Wrestling with incongruous ideas is a part of the liberal arts tradition and one of my favorite parts of college. Extraordinary learning comes from dialogue – evaluating competing claims and argumentations. History is rife with vivid intellectual disagreements, and these disagreements demonstrate engaging with dissenting opinions can be more fruitful than stomping them out. Furthermore, dialogue is essential to building empathy, a critical part of collegiate learning. Given the significance of disagreement, we should be sensitive to practices that could threaten open discourse. One purported threat to dialogue is the ‘safe space’ movement.

Earlier this school year, Columbia student Adam Shapiro wrote to his school newspaper justifying why he designated his room an ‘unsafe space.’ “My objection to the ‘safer space’ project is not that it is trying to eliminate racism, sexism, and homophobia,” writes Shapiro, “It is precisely the opposite. My objection is that ‘safe spaces’ are attempting to create false spaces where these evils in their truest and coarsest form are kept at bay and out of the discussion.” It is worth digesting Shapiro’s piece in full, but this gets at the heart of the objection: dangerous, unsafe ideas are often beneficial.

I am no stranger to how harmful dismissing dissent can be. I came to Concordia College from a Catholic high school where I was often targeted for being an atheist. In one instance, I was required to take a special test because I did not believe a lesson had changed my life. While other students were assigned reflection papers, one other student and I took a large test consisting primarily of rote definition recall. What could have been an opportunity for learning just entrenched us deeper into our disagreement.

In her recent New York Times opinion article “In College and Hiding from Scary Ideas,” Judith Shulevitz argues – as did Shapiro – that colleges should not infantilize students. The primary target of her critique is the safe space. “…[T]he notion that ticklish conversations must be scrubbed clean of controversy has a way of leaking out and spreading. Once you designate some spaces as safe, you imply that the rest are unsafe.”

My stint in less than welcoming classrooms taught me the value of healthy discourse, but it also taught me what Shapiro and Shulevitz missed: students may need the emotional support safe spaces can provide. Attending meetings of Concordia’s then-unofficial Secular Student Group proved immensely helpful as I tried to view myself in a more positive light than some of my former teachers did. Why? Because Shulevitz is right: safe spaces are adrift in a sea of unsafe spaces.

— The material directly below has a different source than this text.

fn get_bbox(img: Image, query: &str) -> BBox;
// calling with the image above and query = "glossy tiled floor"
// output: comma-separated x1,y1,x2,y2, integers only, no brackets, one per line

My plight of taking a punishing test is nothing – this country can be a grim place for young people. The second leading cause of death for Americans ages 15-34 is suicide, followed closely by homicide. The Californian “Sodomite Suppression Act” has reached enough signatures to reach the ballot. The act calls for anyone who would ever or has ever engaged in same sex sexual acts to “be put to death by bullets to the head or by any other convenient method.” Meanwhile, one in four young women experience rape or attempted rape prior to or during college. A prominent columnist can see this and similar statistics, argue colleges encourage women to make false rape reports by “[making] victimhood a coveted status that confers privileges,” and be lauded. Evidence suggests women who don’t attend college fare even worse. While we are a few centuries removed from Hobbes’ Leviatihan, life can still be nasty and brutish. All the more reason for young people to have places they can identify as safe.

I see Shulevitz’s point: colleges shouldn’t hide students from controversial ideas. A former debater, I too believe in the importance of dialogue. Yet the debate about safe spaces is missing that, for too many young people, safety is a luxury. Shulevitz’s opinion could have done better to recognize that students are not just hiding from scary ideas, but from a scary reality.